In this work, each county is represented by a single point at its urban centre (see Additional file 1). An alternative geospatial modelling approach that avoids the problem of determining the exact location of people and malaria infections relies on a conditionally autoregressive (CAR) prior for the spatial random effects. In such a model, spatial correlation is modelled based on an adjacency matrix, where two counties are deemed neighbours if they share a boundary. This approach is problematic in the Brazilian Amazon since human populations are highly clustered around county seats.

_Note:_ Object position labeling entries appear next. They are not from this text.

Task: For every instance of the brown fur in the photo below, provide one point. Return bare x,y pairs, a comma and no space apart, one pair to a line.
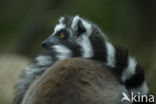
75,81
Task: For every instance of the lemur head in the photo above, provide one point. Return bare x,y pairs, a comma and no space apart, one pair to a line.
70,29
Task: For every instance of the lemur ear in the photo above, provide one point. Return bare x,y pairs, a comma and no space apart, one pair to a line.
80,27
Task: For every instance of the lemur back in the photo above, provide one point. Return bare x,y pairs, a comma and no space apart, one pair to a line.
76,81
77,37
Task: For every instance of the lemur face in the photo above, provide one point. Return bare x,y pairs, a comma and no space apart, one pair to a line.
69,29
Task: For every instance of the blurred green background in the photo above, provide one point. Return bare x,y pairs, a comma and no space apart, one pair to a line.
24,24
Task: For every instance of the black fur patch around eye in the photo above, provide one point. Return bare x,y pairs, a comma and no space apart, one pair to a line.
66,35
137,79
80,29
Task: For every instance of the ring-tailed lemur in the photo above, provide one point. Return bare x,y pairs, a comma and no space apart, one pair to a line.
77,37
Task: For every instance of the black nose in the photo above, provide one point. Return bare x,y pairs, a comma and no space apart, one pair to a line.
44,44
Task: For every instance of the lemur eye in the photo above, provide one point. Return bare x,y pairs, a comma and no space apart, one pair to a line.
61,35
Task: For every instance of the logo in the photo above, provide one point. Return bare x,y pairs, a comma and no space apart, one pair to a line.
137,98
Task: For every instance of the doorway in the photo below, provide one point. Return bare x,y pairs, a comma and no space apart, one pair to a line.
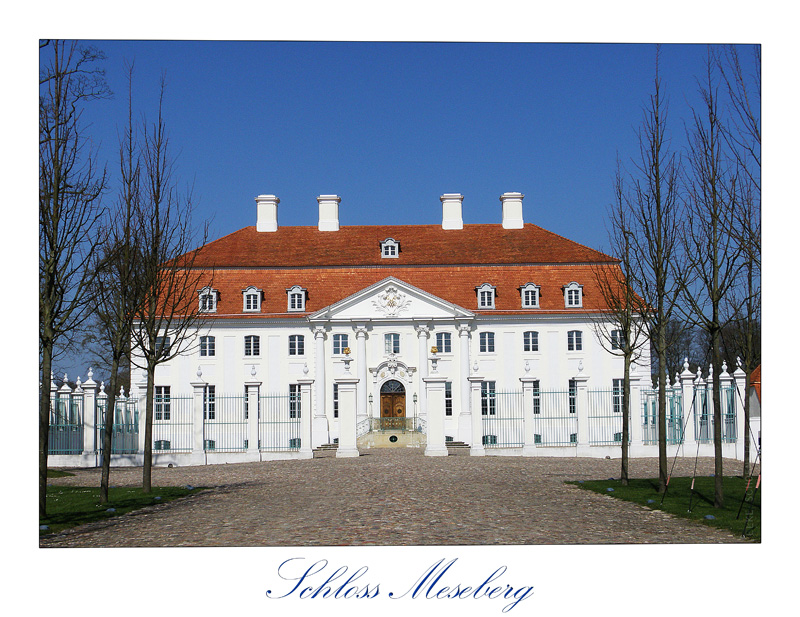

Because counties are large, assuming that two counties are neighbours regardless of the distance between county seats seems unrealistic (e.g., [35]). Another problem with a CAR model is that the implied correlation matrix is often very counterintuitive [36]. Finally, CAR models do not allow for fine-scale geographical prediction, implicitly assuming that risk is the same throughout the county, and the resulting display of results using choropleth maps tends to over-emphasize larger counties. On the other hand, an important limitation of models like the one presented here is that implementation via Markov Chain Monte Carlo (MCMC) algorithms is computationally expensive due to the size of the covariance matrix [37]. While this problem is alleviated by using a separable correlation matrix, computational burden remains a critical issue, particularly if the model is expanded to include more than two pathogens and/or correlation between years. In future research, this problem might be tackled through the use of low-rank representations for spatial processes [38, 39].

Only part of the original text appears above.